Then, last month, Nick Clegg challenged Nigel Farage to debate the European question face to face. After a day’s hesitation, the leader of the third most popular party agreed to a debate with the leader of the fourth most popular party, and those democratic expositions will take place on the radio on 26 March and on television on 2 April. Political debates that attract large audiences are plainly a good thing, even if the leaders of the first and second parties refuse to take part in them, and there is something in Mr Clegg’s argument that to have the “party of in” take on the “party of out” might achieve clarity.

Even so, Mr Clegg is the leader of a party that has lost more than half of its support by going into coalition and who has little to lose. He seems desperate to differentiate his party from his coalition partners, and to win over the minority of the electorate who are passionately pro-EU.

Finally, on Wednesday, Ed Miliband joined the Prime Minister and the Deputy Prime Minister in adopting a policy on Europe determined by party-political advantage. Where Mr Cameron is spooked by sceptics, and Mr Clegg fears electoral eclipse, Mr Miliband’s concern is that Labour will once again fight a general election without any significant business support. His plan to freeze energy prices alarmed investors and prompted wider worries about whether the Labour leader understands wealth creation.

But Mr Miliband saw an opportunity to win back some ground by opposing an EU referendum in the next parliament. He sought, not quite successfully, to balance this message with support for the principle of a referendum if other EU members seek to transfer further powers to Brussels – which he admitted was “unlikely”. He seems to have calculated that business support is more important than “letting people have their say”, and was rewarded with the blessing of the CBI.
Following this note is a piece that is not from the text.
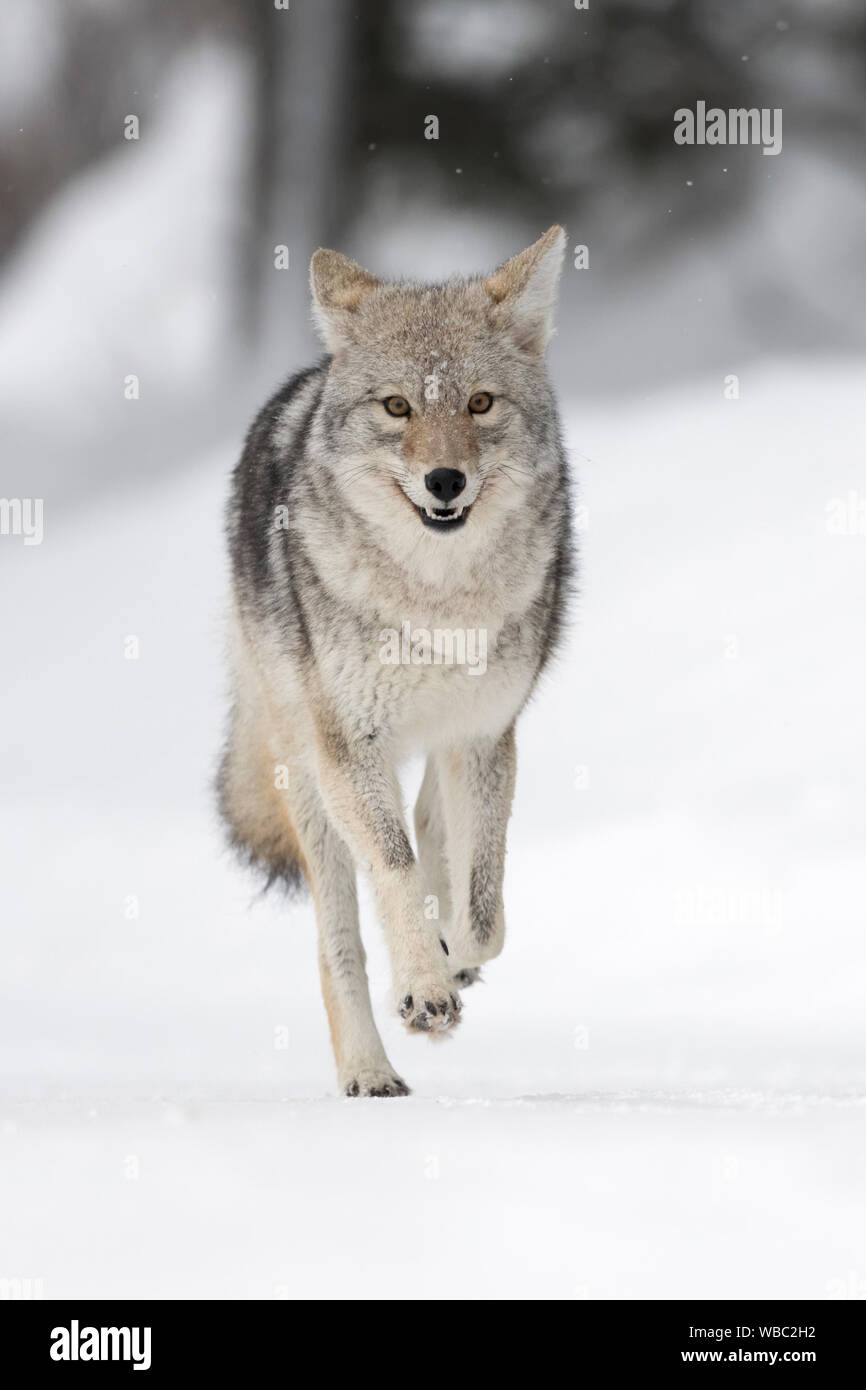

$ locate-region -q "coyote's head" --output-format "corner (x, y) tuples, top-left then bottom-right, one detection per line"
(310, 227), (566, 559)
Mr Miliband has, at least, ended up in roughly the right place. The Prime Minister’s promise of a vote is a foolish one. Although the European treaties will have to be rewritten one day, the end of 2017 is an artificial deadline and the prospect of all 27 other members of the Union agreeing to anything that would remotely satisfy the majority of Mr Cameron’s party is nil. Fortunately, the three leaders of the main parties in the House of Commons are committed in their different ways to our membership of the EU. But is this really the way to run European policy – with all three possible leaders of the next government frightened of their own shadows?